GRAND JUNCTION, Colo.- There are now 77 confirmed cases of the coronavirus in Colorado and one fatality. The Colorado Department of Public health reports a woman in her 80s with underlying health conditions died from the virus Friday in El Paso County.
While there are no confirmed cases in Mesa County as of right now, lawmakers, events, and local businesses feel the impact of coronavirus preparations.
With democrats and republicans in Colorado scheduled to hold county conventions soon, lawmakers are working on legislation to keep county election processes safe.

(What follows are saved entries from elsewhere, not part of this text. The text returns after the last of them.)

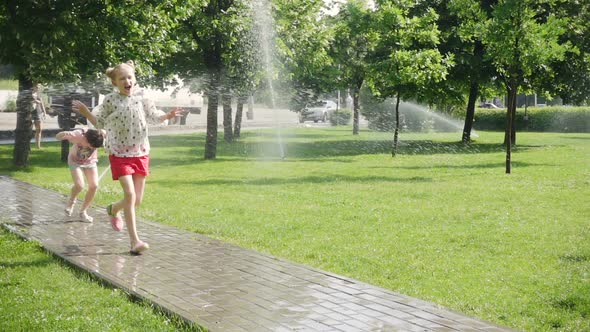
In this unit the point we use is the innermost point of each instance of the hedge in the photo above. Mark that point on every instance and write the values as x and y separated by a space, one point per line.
553 118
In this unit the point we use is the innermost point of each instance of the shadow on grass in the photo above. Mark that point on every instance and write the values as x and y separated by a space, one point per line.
295 180
319 148
472 166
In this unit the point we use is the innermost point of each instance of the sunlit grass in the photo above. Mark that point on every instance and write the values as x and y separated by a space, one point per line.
441 221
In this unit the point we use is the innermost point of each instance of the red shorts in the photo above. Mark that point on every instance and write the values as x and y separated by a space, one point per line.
129 165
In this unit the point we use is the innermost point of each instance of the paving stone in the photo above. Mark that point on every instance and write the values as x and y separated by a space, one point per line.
214 284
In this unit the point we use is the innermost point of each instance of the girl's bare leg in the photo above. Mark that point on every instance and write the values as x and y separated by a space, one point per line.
127 204
38 129
92 178
77 187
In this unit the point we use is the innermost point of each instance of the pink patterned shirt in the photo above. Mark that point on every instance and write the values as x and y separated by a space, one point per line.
125 119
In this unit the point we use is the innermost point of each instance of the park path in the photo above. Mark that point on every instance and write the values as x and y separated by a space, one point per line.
214 284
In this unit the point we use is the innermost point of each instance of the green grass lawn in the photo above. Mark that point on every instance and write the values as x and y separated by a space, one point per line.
441 221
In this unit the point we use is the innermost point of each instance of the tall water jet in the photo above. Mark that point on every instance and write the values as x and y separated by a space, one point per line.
264 27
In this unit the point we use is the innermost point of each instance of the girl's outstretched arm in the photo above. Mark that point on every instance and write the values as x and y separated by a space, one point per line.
79 107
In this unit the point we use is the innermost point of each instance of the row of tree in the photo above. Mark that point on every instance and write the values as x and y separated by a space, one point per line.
440 52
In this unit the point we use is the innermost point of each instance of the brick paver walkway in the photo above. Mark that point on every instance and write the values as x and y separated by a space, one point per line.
217 285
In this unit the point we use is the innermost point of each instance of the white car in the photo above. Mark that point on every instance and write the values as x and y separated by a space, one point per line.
317 111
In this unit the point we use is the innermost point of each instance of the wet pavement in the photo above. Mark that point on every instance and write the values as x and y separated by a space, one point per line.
217 285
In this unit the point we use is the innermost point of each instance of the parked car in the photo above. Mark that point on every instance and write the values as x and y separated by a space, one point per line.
317 111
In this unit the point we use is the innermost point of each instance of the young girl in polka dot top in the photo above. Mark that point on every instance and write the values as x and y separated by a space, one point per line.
125 115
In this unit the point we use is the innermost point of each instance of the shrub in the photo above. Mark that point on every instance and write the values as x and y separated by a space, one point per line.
555 119
341 117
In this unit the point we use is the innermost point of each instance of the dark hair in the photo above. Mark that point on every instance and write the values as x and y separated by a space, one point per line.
94 138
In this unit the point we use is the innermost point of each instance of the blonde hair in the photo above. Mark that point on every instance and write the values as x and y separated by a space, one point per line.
112 71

“It’s kind of going to give them the ability to do those things on the fly,” said state Sen. Ray Scott, who represents Mesa County. “Let’s just say, for example, we have somebody that has some type of illness and they cannot attend a particular meeting, the county may allow them to vote remotely from another location.”

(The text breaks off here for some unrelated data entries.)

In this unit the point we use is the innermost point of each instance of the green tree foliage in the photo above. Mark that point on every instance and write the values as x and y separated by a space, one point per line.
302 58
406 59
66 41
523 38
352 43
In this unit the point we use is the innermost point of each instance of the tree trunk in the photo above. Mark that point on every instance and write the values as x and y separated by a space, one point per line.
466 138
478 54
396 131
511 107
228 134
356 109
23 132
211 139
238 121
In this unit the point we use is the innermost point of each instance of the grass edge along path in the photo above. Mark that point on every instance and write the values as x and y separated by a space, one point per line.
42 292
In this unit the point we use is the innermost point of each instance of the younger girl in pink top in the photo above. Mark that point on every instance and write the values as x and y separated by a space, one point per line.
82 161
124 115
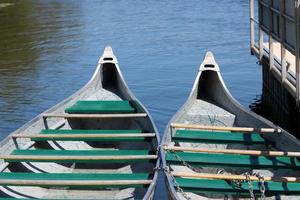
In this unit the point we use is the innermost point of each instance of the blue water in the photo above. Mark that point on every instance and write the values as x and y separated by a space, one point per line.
49 49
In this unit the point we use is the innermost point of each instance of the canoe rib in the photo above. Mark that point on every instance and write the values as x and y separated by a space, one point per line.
235 151
233 177
130 115
72 158
225 128
73 182
83 136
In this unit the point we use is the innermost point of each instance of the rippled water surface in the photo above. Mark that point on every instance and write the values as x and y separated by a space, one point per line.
49 49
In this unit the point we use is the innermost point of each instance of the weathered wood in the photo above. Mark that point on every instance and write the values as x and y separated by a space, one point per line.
70 158
233 177
225 128
129 115
73 182
83 135
235 151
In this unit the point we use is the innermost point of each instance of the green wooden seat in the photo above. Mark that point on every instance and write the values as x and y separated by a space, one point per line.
218 137
100 107
81 156
225 187
82 132
239 161
74 180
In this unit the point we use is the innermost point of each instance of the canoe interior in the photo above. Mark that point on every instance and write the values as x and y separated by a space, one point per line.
210 103
107 84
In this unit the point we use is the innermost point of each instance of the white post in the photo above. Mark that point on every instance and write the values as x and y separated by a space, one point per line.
271 51
261 44
283 63
251 2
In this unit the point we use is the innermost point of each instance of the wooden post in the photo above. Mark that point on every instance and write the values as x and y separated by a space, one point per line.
297 56
271 39
271 51
282 38
261 33
251 13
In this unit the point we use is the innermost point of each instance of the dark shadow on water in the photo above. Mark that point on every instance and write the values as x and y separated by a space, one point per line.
287 121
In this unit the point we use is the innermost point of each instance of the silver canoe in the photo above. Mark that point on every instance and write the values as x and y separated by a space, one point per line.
209 106
107 84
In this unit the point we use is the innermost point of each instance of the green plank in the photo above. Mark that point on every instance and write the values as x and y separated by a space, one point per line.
87 131
99 107
229 160
226 187
218 137
74 177
81 153
81 132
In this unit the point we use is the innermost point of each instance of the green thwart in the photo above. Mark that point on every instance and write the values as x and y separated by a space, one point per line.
75 153
100 107
226 187
238 161
218 137
82 132
71 177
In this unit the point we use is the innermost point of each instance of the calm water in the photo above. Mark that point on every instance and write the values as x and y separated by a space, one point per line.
49 49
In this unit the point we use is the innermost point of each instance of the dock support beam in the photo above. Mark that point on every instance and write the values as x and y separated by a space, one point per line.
297 57
252 39
282 38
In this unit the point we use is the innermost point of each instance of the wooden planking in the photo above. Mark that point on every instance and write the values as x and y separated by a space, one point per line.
83 135
71 158
74 182
235 151
65 115
233 177
225 128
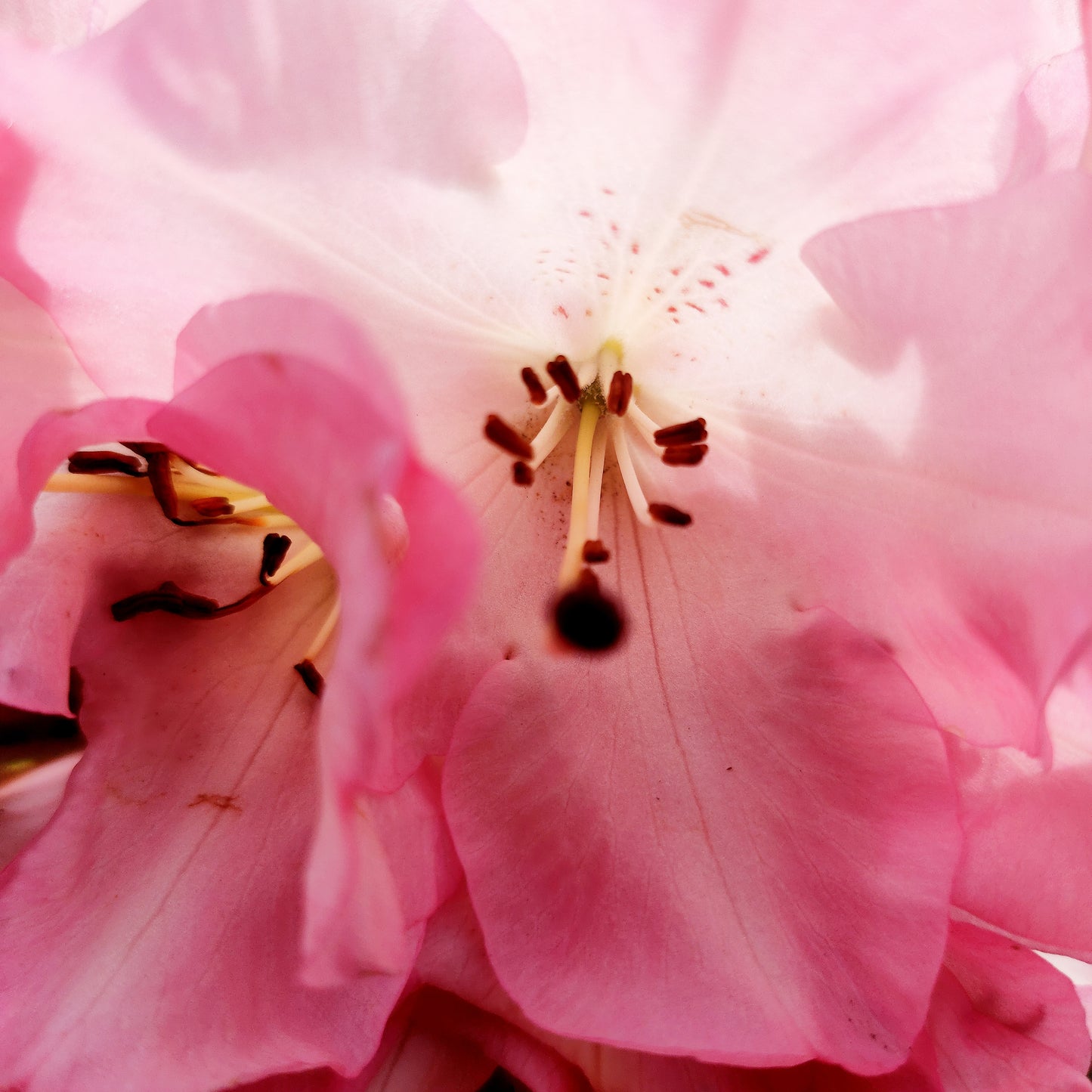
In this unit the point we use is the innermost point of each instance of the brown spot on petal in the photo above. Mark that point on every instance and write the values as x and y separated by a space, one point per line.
216 800
274 549
586 618
674 517
595 552
311 676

In Grand Junction this weekend, The Home Improvement and Remodeling Expo continues despite an advisory from Mesa County Public Health. The event’s organizer saying, vendors were set up over a day before the advisory was issued.
“By the time the Mesa County Health Department sent out the advisory to think about cancelling events that are larger than 250 people, we had already gone ahead with our show, had everything set up,” said Traci Weinbrecht, the event’s organizer.
Weinbrecht says Two River’s Convention Center staff are upping their sanitizing of bathrooms, door handles, and other areas in the convention hall. Weinbrecht asks anyone who may be feeling sick this weekend, to not attend the expo. Vendors are also doing their part.
“Our vendors are wiping down their own booths, they’re making sure their hands are washed constantly,” said Weinbrecht.
A local business owner in downtown Grand Junction says she is concerned there might be less people out and about. But for her, it’s all about taking extra precaution while keeping her doors open.
“The only thing we’ve done as an extra precaution is we’ve suspended any tours of our wine-making room and kitchen facilities,” said Diana Tap, owner of The Zesty Moose on Colorado Ave.
The Zesty Moose is a local winery and market. Tap and her husband say they’re worried winery tourism might be impacted in warmer months, but all they can do for now is follow cleaning protocol and hope for the best.
“We’re cleaning our facility with wipes, sanitizing, making sure everything is clean,” said Tap. “We’re doing the same thing we normally do with our business.”
Another major public space of concern in the Grand Valley is the The Fruita Community Center.
Staff at The Fruita Community Center are taking extra precautions with disinfecting all parts of the facility including gym equipment. Staff say they intend to keep their doors open as of right now.